Interrupt handling in generated RISC-V assembly

The riscv-dv assembly-generation flow treats interrupt handling as part of the generated program structure. The gen_program() function is described as the main entry point that generates all sections of a program by calling other riscv_asm_program_gen functions. After main-program and optional subprogram generation, host-interface code such as write_tohost and _exit is added through gen_section().

For trap-related code, the flow calls push_gpr_to_kernel_stack(), which pushes general-purpose registers onto a stack for trap handling. The generated program then uses gen_section() to select the mtvec_handler instruction section; that section contains both exception_handler and interrupt_handler definitions.

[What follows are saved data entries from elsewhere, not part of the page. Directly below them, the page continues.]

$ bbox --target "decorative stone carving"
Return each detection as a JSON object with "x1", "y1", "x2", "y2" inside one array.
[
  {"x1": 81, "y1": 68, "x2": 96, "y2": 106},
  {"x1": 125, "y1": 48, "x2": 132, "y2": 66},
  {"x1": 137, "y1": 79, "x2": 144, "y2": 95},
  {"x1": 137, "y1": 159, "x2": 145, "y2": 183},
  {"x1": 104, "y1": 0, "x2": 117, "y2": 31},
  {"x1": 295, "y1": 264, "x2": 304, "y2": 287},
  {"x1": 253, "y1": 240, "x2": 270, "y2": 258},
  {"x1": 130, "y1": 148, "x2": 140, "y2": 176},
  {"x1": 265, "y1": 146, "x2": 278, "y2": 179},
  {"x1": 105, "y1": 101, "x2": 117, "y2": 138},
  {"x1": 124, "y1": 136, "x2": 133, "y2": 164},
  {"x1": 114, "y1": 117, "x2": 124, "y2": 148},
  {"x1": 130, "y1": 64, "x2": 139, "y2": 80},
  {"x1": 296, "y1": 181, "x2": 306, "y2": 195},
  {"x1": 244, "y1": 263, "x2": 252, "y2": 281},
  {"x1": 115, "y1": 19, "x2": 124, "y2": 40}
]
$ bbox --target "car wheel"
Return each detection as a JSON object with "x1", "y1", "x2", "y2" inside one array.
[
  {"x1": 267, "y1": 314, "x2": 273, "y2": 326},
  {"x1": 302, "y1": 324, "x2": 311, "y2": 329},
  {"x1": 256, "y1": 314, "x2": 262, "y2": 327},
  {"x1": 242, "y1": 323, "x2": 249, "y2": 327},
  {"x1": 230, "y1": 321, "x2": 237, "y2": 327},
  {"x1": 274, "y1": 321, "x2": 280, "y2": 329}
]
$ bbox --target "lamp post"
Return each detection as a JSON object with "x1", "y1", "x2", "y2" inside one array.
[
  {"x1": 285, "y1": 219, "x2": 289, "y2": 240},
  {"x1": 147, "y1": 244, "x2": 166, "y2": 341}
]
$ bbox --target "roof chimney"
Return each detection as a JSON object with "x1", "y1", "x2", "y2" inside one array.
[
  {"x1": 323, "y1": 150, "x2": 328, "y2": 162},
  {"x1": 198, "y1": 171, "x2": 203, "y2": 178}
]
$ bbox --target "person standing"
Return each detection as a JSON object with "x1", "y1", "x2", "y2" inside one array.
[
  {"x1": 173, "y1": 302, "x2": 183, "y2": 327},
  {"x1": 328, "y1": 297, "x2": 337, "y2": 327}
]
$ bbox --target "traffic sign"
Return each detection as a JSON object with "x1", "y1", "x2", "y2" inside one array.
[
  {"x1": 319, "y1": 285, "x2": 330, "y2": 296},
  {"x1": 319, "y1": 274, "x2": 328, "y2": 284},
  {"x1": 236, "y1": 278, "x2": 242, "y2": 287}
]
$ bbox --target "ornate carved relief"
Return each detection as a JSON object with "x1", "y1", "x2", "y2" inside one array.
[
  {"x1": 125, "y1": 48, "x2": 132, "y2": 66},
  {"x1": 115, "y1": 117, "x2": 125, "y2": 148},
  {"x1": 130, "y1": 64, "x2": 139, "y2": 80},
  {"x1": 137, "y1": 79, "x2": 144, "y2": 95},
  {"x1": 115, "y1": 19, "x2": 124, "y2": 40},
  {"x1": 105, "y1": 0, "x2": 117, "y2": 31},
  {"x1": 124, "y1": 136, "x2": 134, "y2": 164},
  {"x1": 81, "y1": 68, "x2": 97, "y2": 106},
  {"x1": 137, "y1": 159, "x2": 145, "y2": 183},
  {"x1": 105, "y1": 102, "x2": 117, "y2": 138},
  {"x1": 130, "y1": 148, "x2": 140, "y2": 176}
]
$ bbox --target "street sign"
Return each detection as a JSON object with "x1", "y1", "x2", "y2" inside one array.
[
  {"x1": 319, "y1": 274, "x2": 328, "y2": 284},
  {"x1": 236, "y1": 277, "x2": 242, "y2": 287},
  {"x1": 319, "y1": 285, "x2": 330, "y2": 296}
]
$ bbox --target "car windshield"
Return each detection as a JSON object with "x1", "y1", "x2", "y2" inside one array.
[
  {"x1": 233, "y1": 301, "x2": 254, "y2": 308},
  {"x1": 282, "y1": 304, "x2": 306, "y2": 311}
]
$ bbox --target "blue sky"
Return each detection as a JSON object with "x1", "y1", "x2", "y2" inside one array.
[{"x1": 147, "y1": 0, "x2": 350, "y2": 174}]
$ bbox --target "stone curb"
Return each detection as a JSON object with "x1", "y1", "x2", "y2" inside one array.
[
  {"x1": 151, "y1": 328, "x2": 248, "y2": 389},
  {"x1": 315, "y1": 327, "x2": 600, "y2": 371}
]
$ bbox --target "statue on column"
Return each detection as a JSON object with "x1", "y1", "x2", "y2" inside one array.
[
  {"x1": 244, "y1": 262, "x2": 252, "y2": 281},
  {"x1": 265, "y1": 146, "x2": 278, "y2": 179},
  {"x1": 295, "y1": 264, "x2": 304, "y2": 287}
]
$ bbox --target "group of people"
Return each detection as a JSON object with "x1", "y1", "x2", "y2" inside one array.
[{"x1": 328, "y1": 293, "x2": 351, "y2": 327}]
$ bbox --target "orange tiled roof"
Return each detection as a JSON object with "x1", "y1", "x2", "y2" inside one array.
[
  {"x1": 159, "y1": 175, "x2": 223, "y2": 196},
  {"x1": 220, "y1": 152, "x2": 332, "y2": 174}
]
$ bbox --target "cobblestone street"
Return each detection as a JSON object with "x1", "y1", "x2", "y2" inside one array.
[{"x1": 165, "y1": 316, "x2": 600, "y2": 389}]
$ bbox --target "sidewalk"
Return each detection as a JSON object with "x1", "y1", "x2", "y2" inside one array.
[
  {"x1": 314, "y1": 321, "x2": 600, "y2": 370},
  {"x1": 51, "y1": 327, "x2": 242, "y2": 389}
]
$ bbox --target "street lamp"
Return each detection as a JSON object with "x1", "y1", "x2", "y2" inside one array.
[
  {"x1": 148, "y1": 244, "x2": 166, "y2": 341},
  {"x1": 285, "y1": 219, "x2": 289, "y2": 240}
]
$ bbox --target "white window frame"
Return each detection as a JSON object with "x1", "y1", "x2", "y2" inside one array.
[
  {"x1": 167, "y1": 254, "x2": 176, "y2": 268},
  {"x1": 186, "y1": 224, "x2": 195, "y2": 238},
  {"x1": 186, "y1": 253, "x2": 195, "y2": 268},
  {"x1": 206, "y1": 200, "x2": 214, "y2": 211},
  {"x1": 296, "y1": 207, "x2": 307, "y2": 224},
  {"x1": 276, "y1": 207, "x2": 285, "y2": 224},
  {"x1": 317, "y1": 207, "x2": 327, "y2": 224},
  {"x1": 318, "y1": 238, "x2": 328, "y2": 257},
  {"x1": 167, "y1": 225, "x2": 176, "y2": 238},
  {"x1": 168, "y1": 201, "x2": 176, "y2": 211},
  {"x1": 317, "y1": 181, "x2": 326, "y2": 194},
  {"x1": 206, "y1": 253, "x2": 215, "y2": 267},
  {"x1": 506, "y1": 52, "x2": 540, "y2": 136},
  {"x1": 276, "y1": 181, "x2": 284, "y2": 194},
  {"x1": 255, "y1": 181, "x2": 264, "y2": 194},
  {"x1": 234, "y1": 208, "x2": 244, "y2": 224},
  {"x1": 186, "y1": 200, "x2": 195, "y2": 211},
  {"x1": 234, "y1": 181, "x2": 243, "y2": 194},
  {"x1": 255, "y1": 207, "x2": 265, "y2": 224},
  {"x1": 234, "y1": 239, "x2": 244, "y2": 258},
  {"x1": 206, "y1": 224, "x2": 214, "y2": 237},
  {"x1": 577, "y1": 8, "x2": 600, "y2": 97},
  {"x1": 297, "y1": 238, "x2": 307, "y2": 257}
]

Why interrupts are special in verification

Interrupts are asynchronous external stimuli. The evidence notes that trace comparison can fail when testing external stimuli such as interrupts or debug requests: because the stimulus can fire randomly during execution, a single interrupt can make the execution logs of independently running models differ.

Co-simulation addresses this by running models in parallel and supporting communication between them. In such a setup, the RTL model can signal events to the reference model, and the reference model can be forced to follow the same interrupt-driven execution path.

Dromajo co-simulation behavior

Dromajo is presented as a RISC-V reference model that can boot Linux and handle external stimuli such as interrupts and debug requests. In the described RTL-Dromajo interaction, a step() DPI wrapper communicates program counter, instruction, and store data to Dromajo whenever a valid instruction is committed; Dromajo then commits one instruction and compares communicated data.

Because co-simulation is synchronous but interrupts are not, the evidence describes a separate raise_interrupt() DPI wrapper. When a core takes an interrupt, raise_interrupt() communicates the cause and sets the trap vector in Dromajo, allowing the interrupt trap-handler routines to be co-simulated.

Broader contexts

Interrupt handling also appears in operating-system and processor-controller research contexts in the provided public sources. A formal ARINC 653 operating-system specification includes interrupt handling among its modeled OS services and behaviors. In virtualized RISC-V mixed-criticality systems, interrupt virtualization is described as challenging because virtual guests need transparency while real-time features such as interrupt vectoring, nesting, and tail-chaining are preserved; the vCLIC work proposes a virtualization extension to the RISC-V CLIC fast interrupt controller for this setting.